In his ruling in the case, Judge David Jackson found that Winter One was a "moribund investment company that has never actively traded'' and had a bank balance of a meagre $223.
He noted that all of the $2.5 million initial investment had been dispersed within a year, primarily as a $2.33 million personal loan to Williams. Another $118,056 was moved to one of Williams' related companies.
In case that wasn't enough, Jackson said the $1.25 million top-up in 2018 was redirected immediately as a loan to another Williams-controlled entity called W Media Holdings Pty Ltd.
Yet it wasn't until May last year that Williams formalised the loan agreements and even then the judge described the terms as "curious,'' including provisions that he labelled as "nonsensical''.
It gets worse.
Jackson determined that $150,000 of the $1.25 million investment was used to pay off Williams' credit card bills "for personal and luxury expenses''.
"There were also substantial sums paid out towards the personal expenses of (Williams) and his family from the balance that was paid to W Media Holdings Pty Ltd's accounts,'' his ruling said.
Despite all this movement of money, W Media Holdings was "financially insolvent'' by late 2018, Jackson found.
The facts of the case "reveal a strong prima facie case of breach of duty and breach of contract by (Williams)'', he said.
Over to you Watters!
Painful as this misadventure may be for Cowley, he's not exactly scrounging for pocket change to survive.
Back in 2016, he offloaded a Brisbane penthouse for $6.2 million while retaining a home on Hamilton Island and a pad on the Gold Coast.
Cowley did not return phone calls seeking comment and Williams could not be contacted.
Grant Dearlove, a legal eagle and longtime fixture in Brisbane corporate circles, has a new gig.
We learned this week that he will have a far greater hands-on role at Australian Family Lawyers (formerly Navigator Resources), which relisted on the ASX last year after raising $5.9 million.
Dearlove, a former top gun at Shine Lawyers, has served as executive chairman of AFL but he'll now take on added responsibility as managing director as part of a wider office shake-up.

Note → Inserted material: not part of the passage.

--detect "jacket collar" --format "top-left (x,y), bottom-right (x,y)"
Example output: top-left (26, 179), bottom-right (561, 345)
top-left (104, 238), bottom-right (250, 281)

He replaces founder Ed Finn, who is retiring as MD to head up a market advisory board but will still remain on the board.
Finn, who gave up half his salary in the last financial year, has incentivised the troops by offering to hand out shares to star performers at the completion of an escrow period.
With AFL back in the black, Dearlove said he hopes to have a foothold in all major Australian cities by this time next year.